He was arrested on lesser charge for a different crime, and held while the police and the district attorney built a murder case against him. But then nine months later, something happened that changed the direction of the case. Two sisters, 15 year-old Kristin and 12 year-old Kati Lisk, disappeared from their front yard in Spotsylvania after school on May 1st, 1997. The sisters lived less than 10 miles away from Sofia Sylva. Their bodies were found five days later in a creek about 40 miles away from their home. They both had been sexually assaulted and strangled to death. Investigators immediately noticed similarities between the murders of the Lisk sisters and Sofia Silva Notably, all three young women went missing from their front yards in broad daylight.

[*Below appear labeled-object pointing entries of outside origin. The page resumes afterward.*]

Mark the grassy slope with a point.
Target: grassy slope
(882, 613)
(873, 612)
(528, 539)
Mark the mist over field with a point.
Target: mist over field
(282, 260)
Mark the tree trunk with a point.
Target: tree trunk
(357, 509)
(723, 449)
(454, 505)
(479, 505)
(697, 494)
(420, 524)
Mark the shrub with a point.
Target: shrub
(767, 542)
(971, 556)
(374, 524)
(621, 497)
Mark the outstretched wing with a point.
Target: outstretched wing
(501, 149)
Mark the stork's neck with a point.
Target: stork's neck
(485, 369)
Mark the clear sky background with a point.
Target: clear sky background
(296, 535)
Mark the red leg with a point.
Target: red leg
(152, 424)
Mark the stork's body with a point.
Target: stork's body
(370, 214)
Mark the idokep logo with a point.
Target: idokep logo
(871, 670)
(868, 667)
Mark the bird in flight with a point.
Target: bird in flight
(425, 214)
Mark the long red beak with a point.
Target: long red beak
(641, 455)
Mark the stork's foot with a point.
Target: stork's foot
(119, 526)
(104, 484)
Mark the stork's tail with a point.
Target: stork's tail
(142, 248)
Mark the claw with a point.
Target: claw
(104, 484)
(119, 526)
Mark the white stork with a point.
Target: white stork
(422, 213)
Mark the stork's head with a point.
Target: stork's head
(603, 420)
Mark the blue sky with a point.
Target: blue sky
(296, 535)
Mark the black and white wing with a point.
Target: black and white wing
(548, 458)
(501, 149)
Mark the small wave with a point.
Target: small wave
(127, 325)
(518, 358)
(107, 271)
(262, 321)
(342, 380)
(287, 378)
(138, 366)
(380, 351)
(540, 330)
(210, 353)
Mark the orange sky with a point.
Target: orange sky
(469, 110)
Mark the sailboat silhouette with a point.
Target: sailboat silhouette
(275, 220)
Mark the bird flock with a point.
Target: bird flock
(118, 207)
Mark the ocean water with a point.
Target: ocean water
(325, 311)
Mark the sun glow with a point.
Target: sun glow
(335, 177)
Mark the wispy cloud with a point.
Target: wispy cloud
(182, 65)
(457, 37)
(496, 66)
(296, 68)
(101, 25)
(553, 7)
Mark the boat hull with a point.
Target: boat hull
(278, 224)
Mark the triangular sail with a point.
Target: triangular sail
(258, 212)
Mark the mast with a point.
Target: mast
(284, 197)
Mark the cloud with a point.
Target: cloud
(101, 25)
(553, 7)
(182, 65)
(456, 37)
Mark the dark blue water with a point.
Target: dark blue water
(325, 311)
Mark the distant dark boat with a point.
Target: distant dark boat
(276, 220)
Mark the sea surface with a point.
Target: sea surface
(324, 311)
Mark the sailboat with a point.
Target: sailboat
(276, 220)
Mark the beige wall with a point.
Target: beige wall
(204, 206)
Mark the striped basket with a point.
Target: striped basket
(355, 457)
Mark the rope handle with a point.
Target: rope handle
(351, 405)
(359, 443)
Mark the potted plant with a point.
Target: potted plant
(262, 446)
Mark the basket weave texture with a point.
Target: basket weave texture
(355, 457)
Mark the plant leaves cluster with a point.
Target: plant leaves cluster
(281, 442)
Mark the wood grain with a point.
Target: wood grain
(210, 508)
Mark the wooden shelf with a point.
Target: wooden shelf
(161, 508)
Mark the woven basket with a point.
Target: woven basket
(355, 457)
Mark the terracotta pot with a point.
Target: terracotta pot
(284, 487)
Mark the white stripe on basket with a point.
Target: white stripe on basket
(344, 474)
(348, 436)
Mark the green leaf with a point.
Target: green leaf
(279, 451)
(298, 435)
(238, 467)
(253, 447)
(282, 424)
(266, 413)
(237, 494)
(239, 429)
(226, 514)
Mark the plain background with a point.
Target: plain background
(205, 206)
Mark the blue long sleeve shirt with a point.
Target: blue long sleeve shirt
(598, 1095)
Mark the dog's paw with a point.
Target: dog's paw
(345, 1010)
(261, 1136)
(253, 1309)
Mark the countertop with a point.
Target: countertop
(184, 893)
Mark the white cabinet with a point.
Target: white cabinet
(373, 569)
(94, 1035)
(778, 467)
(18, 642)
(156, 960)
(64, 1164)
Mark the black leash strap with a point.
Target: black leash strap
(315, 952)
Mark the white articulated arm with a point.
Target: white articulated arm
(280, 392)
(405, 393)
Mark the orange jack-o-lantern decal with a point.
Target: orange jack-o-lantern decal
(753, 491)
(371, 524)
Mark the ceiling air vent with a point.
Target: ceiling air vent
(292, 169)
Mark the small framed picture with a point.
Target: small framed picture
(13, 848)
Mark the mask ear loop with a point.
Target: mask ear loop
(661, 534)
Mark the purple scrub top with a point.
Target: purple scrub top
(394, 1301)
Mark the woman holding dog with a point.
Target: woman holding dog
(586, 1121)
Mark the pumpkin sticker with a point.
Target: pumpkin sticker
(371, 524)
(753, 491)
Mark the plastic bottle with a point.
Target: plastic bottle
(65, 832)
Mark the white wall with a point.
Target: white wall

All three have been sexually assaulted, strangled, dumped in shallow bodies of water, and blue fibers were found on their bodies. Male DNA was also found on Sophia and the sisters. The DNA was compared and it was a match, proving that the same man killed all three girls. Since Sofia's neighbor was sitting in prison when the sisters were kidnapped and killed, he couldn't have been the killer. It turned out that the blue fibers didn't come from his van. The forensic expert who examined the fibers had developed tunnel vision and lied about the results. After the DNA was tested, the neighbour was released from prison.

The forensic expert who lied about the results ended up losing her job. The murders terrified the citizens of Spotsylvania County. Who strangled to death the three young women and would he strike again? A few uneasy years went by in Spotsylvania and no other young women were kidnapped, but the killer hadn't been identified, either, and he could have been walking the streets. Then in 2005 there was another kidnapping. But this one wasn't in Spotsylvania. This one happened over 400 miles away in Columbia, South Carolina. 15 year-old Kara Robinson was inside of a friend's home watering flowers when she vanished. There were no witnesses. It was just like she vanished into thin air. Her family and friends feared the worst. But 18 hours later, Robinson walked into a police station, wearing shackles.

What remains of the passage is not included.